Monday, Jul. 12, 1948

The What-ls-lt

As science scratches below the surface of the physical universe, it turns up more & more mysterious matters. A very small ghost, much smaller than an electron, now haunts modern physics. Its name, for want of something better, is the "neutrino." No one has ever seen a neutrino, or any trace which one has left behind it, but physicists are pretty certain that neutrinos are real. Just possibly, they may be the most important things in the physical universe.

In the current issue of Physics Today, Dr. George Gamow tells why he thinks that neutrinos are as real as electrons or protons. Physicists, he says, invented neutrinos because they needed something to explain why electrons, shot out of the same atomic nuclei under the same conditions, do not all have the same energy.
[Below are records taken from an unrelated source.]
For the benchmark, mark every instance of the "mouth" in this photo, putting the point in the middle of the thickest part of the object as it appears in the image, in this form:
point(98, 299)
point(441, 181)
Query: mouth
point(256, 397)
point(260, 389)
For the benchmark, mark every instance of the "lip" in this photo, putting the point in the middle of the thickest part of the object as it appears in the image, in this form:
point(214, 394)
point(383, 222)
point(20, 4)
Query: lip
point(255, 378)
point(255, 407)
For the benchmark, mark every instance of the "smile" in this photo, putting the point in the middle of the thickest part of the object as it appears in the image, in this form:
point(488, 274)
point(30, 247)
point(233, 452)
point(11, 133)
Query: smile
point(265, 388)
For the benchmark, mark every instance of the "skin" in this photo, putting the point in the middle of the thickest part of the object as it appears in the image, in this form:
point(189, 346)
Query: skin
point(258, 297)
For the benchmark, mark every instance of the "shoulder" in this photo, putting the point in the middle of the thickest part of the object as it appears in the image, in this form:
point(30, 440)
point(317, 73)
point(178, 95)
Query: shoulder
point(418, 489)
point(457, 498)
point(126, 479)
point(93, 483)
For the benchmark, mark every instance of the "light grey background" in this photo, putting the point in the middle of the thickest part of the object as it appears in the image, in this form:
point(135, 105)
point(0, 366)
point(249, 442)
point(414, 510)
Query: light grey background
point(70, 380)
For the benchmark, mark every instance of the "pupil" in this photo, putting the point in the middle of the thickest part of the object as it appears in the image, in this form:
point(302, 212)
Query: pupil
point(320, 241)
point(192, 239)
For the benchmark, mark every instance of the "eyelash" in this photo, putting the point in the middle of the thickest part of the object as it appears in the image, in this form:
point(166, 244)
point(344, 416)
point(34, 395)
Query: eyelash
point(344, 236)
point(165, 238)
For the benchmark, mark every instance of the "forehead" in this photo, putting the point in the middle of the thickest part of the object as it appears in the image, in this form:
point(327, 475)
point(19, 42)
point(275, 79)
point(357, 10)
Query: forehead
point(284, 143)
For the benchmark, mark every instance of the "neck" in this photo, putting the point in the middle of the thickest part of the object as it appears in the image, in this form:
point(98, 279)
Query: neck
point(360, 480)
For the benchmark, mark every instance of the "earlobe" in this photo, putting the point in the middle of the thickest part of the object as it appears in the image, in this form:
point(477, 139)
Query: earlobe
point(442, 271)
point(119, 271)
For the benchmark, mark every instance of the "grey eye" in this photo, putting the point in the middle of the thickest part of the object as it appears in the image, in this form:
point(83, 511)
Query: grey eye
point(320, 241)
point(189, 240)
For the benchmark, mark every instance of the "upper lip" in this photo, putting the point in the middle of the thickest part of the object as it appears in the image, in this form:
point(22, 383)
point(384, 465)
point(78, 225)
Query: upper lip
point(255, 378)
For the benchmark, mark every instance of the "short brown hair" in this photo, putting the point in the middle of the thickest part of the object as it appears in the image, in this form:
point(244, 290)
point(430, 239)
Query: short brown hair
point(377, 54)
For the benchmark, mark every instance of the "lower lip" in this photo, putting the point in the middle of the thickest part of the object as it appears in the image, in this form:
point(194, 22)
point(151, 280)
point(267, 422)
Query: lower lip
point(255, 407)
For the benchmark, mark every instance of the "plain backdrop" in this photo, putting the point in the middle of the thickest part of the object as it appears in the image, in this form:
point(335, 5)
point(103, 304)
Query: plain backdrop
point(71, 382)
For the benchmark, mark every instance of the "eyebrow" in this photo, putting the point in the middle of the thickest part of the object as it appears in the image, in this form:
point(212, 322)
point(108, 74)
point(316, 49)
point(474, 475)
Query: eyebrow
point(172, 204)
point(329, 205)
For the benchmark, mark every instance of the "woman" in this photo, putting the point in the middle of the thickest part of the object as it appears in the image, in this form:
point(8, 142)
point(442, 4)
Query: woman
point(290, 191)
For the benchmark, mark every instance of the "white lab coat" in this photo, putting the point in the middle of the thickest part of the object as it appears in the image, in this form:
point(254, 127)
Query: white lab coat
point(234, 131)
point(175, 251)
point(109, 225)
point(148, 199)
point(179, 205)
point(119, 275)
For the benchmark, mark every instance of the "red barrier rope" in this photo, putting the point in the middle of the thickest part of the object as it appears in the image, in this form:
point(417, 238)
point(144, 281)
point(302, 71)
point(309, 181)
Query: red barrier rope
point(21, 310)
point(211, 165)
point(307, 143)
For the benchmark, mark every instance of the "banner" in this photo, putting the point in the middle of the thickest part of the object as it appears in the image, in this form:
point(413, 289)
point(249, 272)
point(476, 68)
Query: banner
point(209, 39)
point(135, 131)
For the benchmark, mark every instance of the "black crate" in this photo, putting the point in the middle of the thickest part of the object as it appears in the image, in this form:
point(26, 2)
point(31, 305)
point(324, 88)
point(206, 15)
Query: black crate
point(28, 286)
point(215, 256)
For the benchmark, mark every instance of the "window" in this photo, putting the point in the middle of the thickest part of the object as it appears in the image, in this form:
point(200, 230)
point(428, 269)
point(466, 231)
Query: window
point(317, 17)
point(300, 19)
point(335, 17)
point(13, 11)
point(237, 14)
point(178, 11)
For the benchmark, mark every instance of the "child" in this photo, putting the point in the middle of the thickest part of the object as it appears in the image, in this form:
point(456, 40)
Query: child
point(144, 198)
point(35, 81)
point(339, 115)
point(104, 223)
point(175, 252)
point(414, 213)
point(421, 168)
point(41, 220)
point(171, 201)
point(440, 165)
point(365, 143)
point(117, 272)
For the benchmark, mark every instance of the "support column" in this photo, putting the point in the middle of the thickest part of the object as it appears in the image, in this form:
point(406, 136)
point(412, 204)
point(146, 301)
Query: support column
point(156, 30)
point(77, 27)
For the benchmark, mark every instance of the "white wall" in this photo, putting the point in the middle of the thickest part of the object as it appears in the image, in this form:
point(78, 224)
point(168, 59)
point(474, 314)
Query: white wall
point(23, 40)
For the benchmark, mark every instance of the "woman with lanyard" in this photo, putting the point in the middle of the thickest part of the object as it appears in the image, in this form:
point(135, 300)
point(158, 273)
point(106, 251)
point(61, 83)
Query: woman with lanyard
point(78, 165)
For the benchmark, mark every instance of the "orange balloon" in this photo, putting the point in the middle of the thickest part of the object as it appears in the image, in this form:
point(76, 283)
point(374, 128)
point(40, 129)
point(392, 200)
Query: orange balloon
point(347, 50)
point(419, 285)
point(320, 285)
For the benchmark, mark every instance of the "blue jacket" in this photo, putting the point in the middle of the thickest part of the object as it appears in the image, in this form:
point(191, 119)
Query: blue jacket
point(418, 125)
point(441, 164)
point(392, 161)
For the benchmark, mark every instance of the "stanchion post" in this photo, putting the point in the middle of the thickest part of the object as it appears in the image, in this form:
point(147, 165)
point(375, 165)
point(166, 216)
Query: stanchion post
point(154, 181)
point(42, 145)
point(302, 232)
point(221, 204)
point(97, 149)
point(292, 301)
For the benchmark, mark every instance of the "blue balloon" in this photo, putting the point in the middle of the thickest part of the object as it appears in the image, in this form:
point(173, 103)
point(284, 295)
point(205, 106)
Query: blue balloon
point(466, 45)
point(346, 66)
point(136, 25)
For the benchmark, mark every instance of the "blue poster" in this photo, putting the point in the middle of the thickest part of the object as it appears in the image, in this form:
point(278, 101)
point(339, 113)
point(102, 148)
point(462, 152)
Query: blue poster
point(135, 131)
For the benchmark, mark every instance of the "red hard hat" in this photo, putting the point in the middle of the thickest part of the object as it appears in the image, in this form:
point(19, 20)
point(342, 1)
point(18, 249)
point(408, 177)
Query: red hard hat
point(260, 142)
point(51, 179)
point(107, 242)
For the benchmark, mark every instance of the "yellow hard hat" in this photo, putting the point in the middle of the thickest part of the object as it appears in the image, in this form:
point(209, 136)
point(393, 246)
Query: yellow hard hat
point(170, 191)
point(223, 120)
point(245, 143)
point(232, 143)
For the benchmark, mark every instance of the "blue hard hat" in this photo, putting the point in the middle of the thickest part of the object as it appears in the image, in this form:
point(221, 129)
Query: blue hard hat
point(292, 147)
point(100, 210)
One way to account for this discrepancy is to imagine a very small, uncharged particle that departs at the same time as the electron, carrying with it some of the energy.
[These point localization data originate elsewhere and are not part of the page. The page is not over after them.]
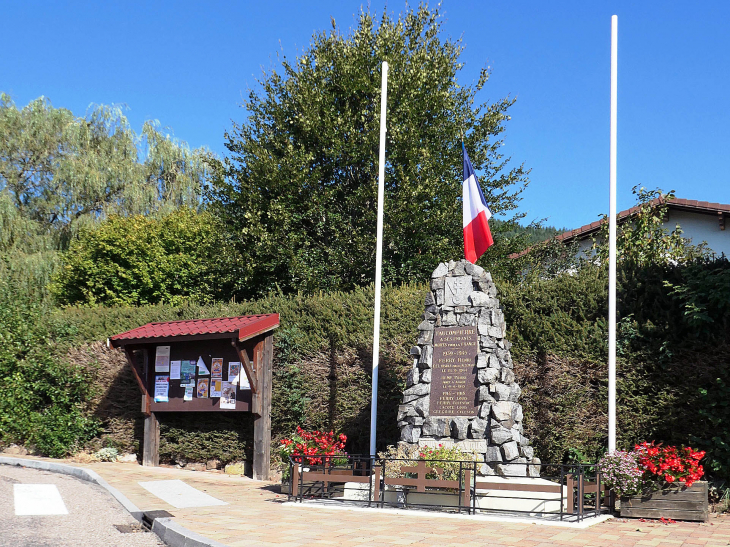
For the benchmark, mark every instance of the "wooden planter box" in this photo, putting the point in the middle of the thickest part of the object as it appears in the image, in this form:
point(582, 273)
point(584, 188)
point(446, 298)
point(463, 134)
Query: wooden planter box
point(679, 503)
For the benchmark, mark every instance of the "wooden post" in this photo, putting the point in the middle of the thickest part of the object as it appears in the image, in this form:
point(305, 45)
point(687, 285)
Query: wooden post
point(151, 447)
point(263, 358)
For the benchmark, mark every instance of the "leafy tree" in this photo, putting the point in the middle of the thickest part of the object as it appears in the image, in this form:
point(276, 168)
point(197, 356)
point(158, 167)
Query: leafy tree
point(62, 172)
point(299, 190)
point(141, 260)
point(643, 239)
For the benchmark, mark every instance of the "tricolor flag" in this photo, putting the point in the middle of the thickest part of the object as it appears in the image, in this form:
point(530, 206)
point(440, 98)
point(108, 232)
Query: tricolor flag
point(477, 237)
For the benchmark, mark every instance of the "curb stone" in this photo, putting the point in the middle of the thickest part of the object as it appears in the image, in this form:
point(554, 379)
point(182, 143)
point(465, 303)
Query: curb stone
point(166, 529)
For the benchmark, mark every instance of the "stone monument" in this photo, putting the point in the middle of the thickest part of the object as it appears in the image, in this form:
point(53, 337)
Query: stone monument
point(461, 390)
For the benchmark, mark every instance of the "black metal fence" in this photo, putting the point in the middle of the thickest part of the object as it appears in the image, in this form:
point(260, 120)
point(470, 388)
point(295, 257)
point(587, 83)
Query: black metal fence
point(558, 491)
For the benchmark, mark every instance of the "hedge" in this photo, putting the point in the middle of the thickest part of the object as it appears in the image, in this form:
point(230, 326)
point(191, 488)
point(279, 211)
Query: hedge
point(673, 364)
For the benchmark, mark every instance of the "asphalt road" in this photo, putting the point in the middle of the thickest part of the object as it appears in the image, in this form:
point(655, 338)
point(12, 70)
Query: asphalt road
point(90, 520)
Later, physicists found that the hypothetical particles (which they had come to call neutrinos) were a convenient explanation for other things they did not understand. For instance, when an atom throws off particles, it kicks back like a firing gun. The energy of the particles and the recoiling atom can be measured accurately by studying the tracks of moisture they make in a Wilson cloud chamber. Theoretically, they should balance; but in many cases they do not. Why? Physicists assume that invisible neutrinos have been shot away, too, affecting the recoil of the atom.

Neutrinos are perhaps two-thousandths the mass of an electron, and have no electric charge by which they can be influenced electrically. They pass right through matter as if it weren't there. Physicists have calculated, says Dr. Gamow, that it would take a lead shield 200 million million miles thick to stop speeding neutrinos.

There is a theory that there are not only neutrinos but "anti-neutrinos." When the two meet, they annihilate one another. Dr. Gamow suggests, with bated breath, that neutrino-annihilation may result in the emission of "gravitational waves." In plain language, the mysterious neutrino and the waves it gives off in dying may keep everything and everybody from flying off into space.